Better Safety Performance Measures Can Lead to Change by Improving Conversations

This paper examines the use of injury rates as a key performance indicator (KPI). It argues that, as a KPI, injury-frequency rate is no longer a valid measure.</p>

Fig. 1—The Swiss Cheese model.

For the last 40 years, the oil and gas industry has measured safety performance using injury-frequency rates. Industry thinking is based on the premise that, if we do not have injuries, then we are safe and, if we have injuries, we are not safe. This paper examines the fallacy of that premise and the use of injury rates as a key performance indicator (KPI).

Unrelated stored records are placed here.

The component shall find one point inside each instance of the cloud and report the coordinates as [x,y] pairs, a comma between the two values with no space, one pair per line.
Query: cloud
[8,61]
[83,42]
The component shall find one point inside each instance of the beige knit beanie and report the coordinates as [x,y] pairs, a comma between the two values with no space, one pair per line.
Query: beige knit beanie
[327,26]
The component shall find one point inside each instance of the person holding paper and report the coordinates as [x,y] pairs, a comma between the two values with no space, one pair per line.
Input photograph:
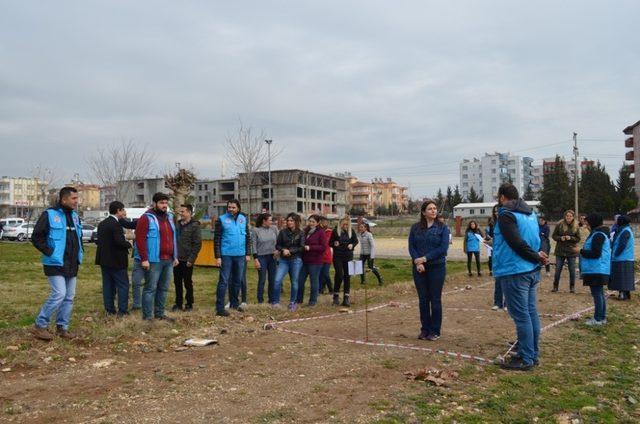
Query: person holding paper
[471,245]
[368,251]
[428,246]
[343,241]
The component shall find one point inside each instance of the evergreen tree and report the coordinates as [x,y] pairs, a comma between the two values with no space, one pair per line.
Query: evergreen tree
[457,197]
[626,197]
[473,196]
[555,196]
[597,192]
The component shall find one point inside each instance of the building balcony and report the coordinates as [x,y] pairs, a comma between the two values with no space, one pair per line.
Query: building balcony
[628,142]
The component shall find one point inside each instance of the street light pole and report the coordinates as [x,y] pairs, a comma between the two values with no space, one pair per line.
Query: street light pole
[576,171]
[269,160]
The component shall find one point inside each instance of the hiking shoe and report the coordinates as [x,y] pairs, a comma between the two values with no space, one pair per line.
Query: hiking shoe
[65,334]
[41,333]
[516,364]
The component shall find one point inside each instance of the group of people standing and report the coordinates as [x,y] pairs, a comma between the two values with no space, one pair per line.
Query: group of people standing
[294,251]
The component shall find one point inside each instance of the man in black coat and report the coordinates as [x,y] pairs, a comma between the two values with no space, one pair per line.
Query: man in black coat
[113,257]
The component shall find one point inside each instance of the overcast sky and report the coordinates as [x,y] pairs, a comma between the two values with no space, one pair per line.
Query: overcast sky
[400,89]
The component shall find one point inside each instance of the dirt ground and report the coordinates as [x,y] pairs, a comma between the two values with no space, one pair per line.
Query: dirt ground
[268,375]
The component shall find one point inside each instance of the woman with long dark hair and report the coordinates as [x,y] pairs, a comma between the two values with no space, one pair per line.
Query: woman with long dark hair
[471,245]
[428,246]
[290,245]
[343,241]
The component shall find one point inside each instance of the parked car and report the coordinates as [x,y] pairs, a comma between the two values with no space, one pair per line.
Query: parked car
[354,222]
[87,232]
[21,232]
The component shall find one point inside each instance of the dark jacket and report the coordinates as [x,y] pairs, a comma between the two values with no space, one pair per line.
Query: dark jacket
[511,234]
[189,241]
[431,243]
[113,249]
[317,242]
[568,248]
[597,241]
[39,240]
[293,241]
[342,251]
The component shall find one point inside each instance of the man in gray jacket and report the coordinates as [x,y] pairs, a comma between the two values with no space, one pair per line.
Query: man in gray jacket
[189,244]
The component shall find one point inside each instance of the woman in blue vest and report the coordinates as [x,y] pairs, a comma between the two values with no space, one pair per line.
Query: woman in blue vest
[471,245]
[622,264]
[595,266]
[428,246]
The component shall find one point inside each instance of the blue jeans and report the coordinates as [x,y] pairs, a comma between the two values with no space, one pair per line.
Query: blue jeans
[312,271]
[498,296]
[63,290]
[268,267]
[429,286]
[521,294]
[137,274]
[156,287]
[231,274]
[115,281]
[291,267]
[600,303]
[325,278]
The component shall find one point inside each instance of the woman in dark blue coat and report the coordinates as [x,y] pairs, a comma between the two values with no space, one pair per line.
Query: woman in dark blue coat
[428,245]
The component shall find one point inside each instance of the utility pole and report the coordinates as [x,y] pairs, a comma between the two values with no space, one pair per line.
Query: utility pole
[576,172]
[269,160]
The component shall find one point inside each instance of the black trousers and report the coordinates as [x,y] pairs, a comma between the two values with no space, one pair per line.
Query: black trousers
[342,274]
[469,256]
[182,275]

It argues that, as a KPI, injury-frequency rate is no longer a valid measure.

The Current Situation

As a KPI, injury-frequency rate has served the industry well. It has driven ownership of safety performance as a line responsibility, allowed senior executives to hold managers accountable for performance, forced leaders to notice injuries, and driven many improvements.

A graph showing performance over a 2-year period would be discussed at management meetings, reasons argued, and actions given to business unit leaders. The data could create a discussion along the lines of “Overall performance is clearly going in the wrong direction. We all need to be concerned.” Pointing to one cause would be difficult, and many theories would be put forward on the basis of this data.

Why Measuring Injury Rates Is Misleading

Research into accident causation has revealed much in the last 30 years. Earlier work resulted in the Swiss Cheese Model (Fig. 1 above), the Generic Error Modeling System (GEMS) (Fig. 2), and the Tripod Model of Accident Causation (Fig. 3). Two software-based products have been produced from these models; Tripod Beta and Bow Tie analysis both are now mainstream.

Fig. 2—GEMS model.


Fig. 3—The Tripod Model of Accident Causation.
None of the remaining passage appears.